EAGER: Spatio-temporal Variability of Microplastics in Ocean and River Cores using Fluorescence Microscopy

Lead PI: Dr. Marco Tedesco

Unit Affiliation: Marine and Polar Geophysics, Lamont-Doherty Earth Observatory (LDEO)

April 2020 - March 2021
North America ; Hudson River ; Long Island Sound
Project Type: Research

DESCRIPTION: During this project, how microplastics accumulate within sediments along the eastern U.S. coastal setting will be investigated. This study will be the first of its kind to use fluorescent microscopy techniques to quantify plastic deposition over time in sediment cores from the Hudson River and Long Island Sound to farther offshore. Results will provide information about how microplastics get transported from their sources to the ocean and how fast they accumulate in sediments. With a better understanding of microplastic accumulation, more reliable computer models can be constructed to predict how sediment layers are generated as well as the future distribution of microplastics and their impact in the coastal environment. This project will promote the training and professional growth of junior scientists and graduate students from Columbia University as well as nearby high school students.

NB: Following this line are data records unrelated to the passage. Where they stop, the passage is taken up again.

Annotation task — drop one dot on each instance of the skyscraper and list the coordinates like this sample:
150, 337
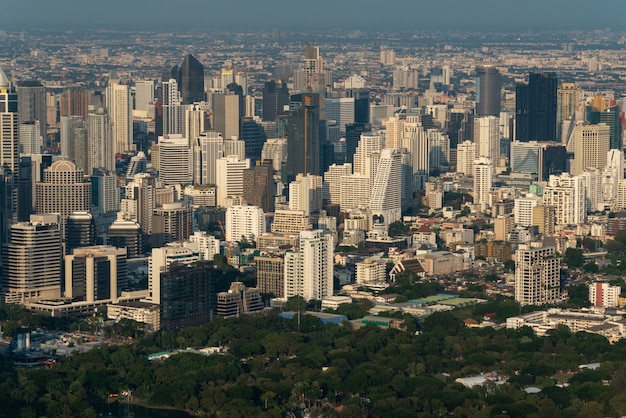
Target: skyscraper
535, 106
33, 260
119, 105
191, 80
275, 98
488, 86
537, 276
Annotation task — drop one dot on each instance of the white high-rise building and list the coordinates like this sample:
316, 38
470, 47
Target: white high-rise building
305, 194
567, 194
523, 209
119, 105
487, 137
332, 182
386, 197
465, 156
483, 171
537, 275
244, 221
175, 165
591, 145
208, 148
309, 269
229, 181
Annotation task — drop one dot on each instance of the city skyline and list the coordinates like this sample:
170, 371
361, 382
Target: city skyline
485, 15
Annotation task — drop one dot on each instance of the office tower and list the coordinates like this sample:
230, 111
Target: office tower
32, 104
229, 177
208, 148
438, 150
244, 223
80, 231
196, 121
607, 113
487, 137
128, 235
364, 162
25, 189
31, 141
275, 149
32, 260
523, 209
537, 275
303, 135
488, 86
137, 164
415, 141
94, 273
63, 191
75, 102
100, 145
253, 136
483, 172
238, 300
309, 269
567, 194
466, 154
567, 102
535, 106
226, 114
191, 80
393, 133
170, 223
385, 201
275, 98
119, 107
591, 145
144, 96
340, 110
175, 160
258, 186
187, 295
305, 194
174, 112
332, 182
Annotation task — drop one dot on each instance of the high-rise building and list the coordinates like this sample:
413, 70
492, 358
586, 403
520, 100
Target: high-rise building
275, 98
244, 222
536, 105
33, 260
309, 269
303, 135
258, 186
537, 275
385, 201
488, 86
226, 114
63, 191
119, 106
95, 273
191, 80
483, 172
591, 145
80, 231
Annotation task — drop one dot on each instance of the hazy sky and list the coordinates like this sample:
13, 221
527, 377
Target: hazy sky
378, 15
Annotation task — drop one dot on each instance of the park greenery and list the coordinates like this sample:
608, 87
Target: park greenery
273, 366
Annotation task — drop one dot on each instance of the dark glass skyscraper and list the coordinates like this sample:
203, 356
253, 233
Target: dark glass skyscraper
275, 98
303, 135
191, 80
488, 86
535, 105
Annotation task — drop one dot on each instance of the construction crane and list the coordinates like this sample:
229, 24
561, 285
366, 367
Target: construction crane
228, 243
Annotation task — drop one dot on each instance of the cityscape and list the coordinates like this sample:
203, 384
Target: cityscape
227, 205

This study investigates the spatio-temporal variability microplastics accumulating in sediments within a transect of cores from the Hudson River, Long Island Sound and nearshore ocean within 50 km of the coast. Microplastics will be identified through fluorescence microscopy after staining with a lipid soluble fluorescent dye. Chronostratigraphic data already available on these cores will be used to constrain age estimates and allow quantitative comparison of microplastic accumulation during the last century. In particular, the following hypotheses will be tested: a) vertically-integrated concentrations of microplastics differ for samples collected nearby large urban environments (e.g., cities) vs. those collected in open ocean, with concentrations increasing as we get closer to cities; and b) microplastic concentrations began accumulating around 1950 and have been increasing at an exponential rate over the past few decades. Results from this project will provide basic data needed to understand natural processes that control the transport and distribution of microplastic particulates over time and to develop models that predict their future microplastic concentrations in the oceanic sedimentary environment.